Subject: fixing send(2) semantics (kern/29750)
To: None <tech-kern@netbsd.org>
From: Emmanuel Dreyfus <manu@netbsd.org>
List: tech-kern
Date: 03/26/2005 10:56:43
Hello

Some thoughts about the way we can fix send(2) semantics, which is
broken as explained in kern/29750:

Summary: Single Unix Specification and our man page say that unless non
blocking I/O is enabled, send(2) should block when it cannot send the
data because buffers are full.

The code for dealing when the socket send buffer is depleted works,
there is no problem here. The problem is lower in the network stack: The
socket layer calls lower layers and the send request hits the link
layer. For instance we do sosend() -> udp_output() -> ip_output() ->
ether_output().

At the link layer, IFQ_ENQUEUE() is used to put the packet onto the
interface queue. If the interface is full, ENOBUFS is returned and
sosend() fails instead of blocking.

In order to be standard compliant, we need to sleep when blocking I/O is
in use. This can be done at the socket layer or at the link layer. 

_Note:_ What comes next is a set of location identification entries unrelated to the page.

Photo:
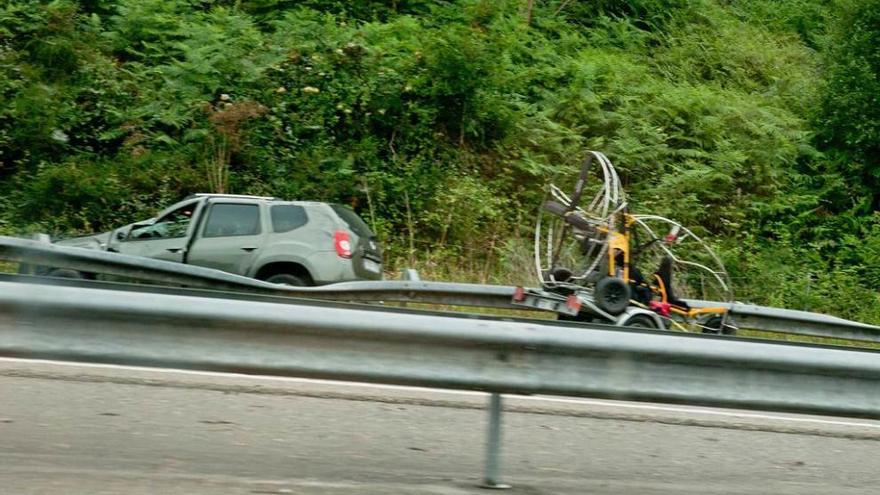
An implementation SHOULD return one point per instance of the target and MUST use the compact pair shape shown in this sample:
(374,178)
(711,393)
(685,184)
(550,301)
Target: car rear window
(354,222)
(226,220)
(288,217)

1) sleeping at the socket layer, in sosend():

There is no way of telling that the interface queue is full. sosend()
does not know what layers are below, there might even be no underlying
interface. 

So we'd need the lowers layers up to the link layer to report that
information though a function. For instance udp_qavail() -> ip_qavail()
-> ether_qavail(). The change require modifying all the transport,
network and link layers, it's very intrusive. That is probably not a
good path.

Alternatively we can loop, trying to send until we do not get ENOBUFS.
That does not seems very reasonable on the performance front, because on
each attempt we will walk through the whole network stack, redoing
things such as routing, IPsec processing and packet fragmentation.

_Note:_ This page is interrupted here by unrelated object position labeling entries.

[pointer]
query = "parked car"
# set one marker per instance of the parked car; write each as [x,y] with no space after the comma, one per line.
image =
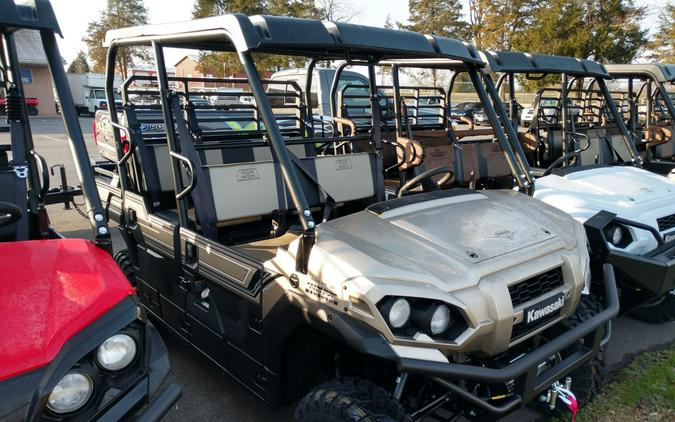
[75,345]
[227,96]
[88,91]
[628,212]
[275,255]
[526,116]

2) sleeping at the link layer, for instance in ether_output():

We have two problems: 
- All link layer output functions must be modified. That's intrusive,
but at least it's less intrusive than the *_qavail() idea.

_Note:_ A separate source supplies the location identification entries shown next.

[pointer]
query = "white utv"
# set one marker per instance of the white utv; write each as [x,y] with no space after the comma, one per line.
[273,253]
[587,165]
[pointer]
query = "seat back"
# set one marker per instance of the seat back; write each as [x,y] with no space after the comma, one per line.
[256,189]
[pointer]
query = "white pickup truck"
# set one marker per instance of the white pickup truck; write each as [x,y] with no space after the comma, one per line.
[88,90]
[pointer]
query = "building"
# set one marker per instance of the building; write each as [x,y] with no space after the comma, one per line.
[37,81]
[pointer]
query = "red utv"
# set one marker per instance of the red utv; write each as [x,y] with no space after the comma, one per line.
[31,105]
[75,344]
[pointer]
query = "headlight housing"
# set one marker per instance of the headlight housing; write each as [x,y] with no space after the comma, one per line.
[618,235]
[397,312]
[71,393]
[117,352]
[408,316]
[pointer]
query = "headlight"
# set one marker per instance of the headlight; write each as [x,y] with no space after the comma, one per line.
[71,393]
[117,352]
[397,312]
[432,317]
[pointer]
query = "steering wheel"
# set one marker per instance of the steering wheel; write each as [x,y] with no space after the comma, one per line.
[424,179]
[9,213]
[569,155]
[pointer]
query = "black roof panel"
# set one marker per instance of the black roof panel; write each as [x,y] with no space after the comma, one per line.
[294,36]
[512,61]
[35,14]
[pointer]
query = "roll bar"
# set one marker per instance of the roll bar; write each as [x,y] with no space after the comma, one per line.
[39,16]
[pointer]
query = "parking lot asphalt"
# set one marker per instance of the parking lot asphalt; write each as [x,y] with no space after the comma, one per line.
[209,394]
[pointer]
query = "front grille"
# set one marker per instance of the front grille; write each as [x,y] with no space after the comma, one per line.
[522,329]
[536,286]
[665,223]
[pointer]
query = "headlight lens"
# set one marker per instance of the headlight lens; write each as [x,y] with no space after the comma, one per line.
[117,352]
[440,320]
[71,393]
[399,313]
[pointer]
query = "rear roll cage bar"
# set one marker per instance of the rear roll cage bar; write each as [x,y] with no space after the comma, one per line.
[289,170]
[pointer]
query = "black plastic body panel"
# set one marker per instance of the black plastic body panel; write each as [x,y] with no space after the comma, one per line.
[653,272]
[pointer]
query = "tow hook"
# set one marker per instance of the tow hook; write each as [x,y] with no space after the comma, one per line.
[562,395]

- There is no way of telling if the socket has blocking I/O or not. In
order to address this, we'd need a reference to the socket. The network
layer output function has the reference, so we just need to change the
link layer output function interface so that the socket reference gets
propagated there. 

IFQ_ENQUEUE() is used at splnet(). I am not sure if we can afford
sleeping at this level: will the driver be able to send the data? I
assume we have to splx() before sleeping. All the work can be done in
IFQ_ENQUEUE() itself. I would add a sleep argument to the macro, set to
1 if the socket has blocking I/O, ans set to 0 otherwise:

#define IFQ_ENQUEUE(ifq, m, pattr, err, sleep)                  \
do {                                                            \
        if (ALTQ_IS_ENABLED((ifq)))                             \
                ALTQ_ENQUEUE((ifq), (m), (pattr), (err));       \
        else {                                                  \
                while (IF_QFULL((ifq))) {                       \
                        if ((sleep)) {                          \
                                splx();                         \
                                tsleep((ifq), PCATCH|PRIBIO,    \
                                    "ifq_enqueue", NULL);       \
                                splnet();                       \
                        } else {                                \
                                m_freem((m));                   \
                                (err) = ENOBUFS;                \
                                break;                          \
                        }                                       \
                        (err) = 0;                              \
                }                                               \
                                                                \
                if (!(err))                                     \
                        IF_ENQUEUE((ifq), (m));                 \
                        (err) = 0;                              \
                }                                               \
        }                                                       \
        if ((err))                                              \
                (ifq)->ifq_drops++;                             \
} while (/*CONSTCOND*/ 0) 


IFQ_DEQUEUE would call wakeup():

#define IFQ_DEQUEUE(ifq, m)                                     \
do {                                                            \
        if (TBR_IS_ENABLED((ifq)))                              \
                (m) = tbr_dequeue((ifq), ALTDQ_REMOVE);         \
        else if (ALTQ_IS_ENABLED((ifq)))                        \
                ALTQ_DEQUEUE((ifq), (m));                       \ 
        else                                                    \  
                IF_DEQUEUE((ifq), (m));                         \
        wakeup((ifq));                                          \
} while (/*CONSTCOND*/ 0)   


Opinions?

-- 
Emmanuel Dreyfus
http://hcpnet.free.fr/pubz
manu@netbsd.org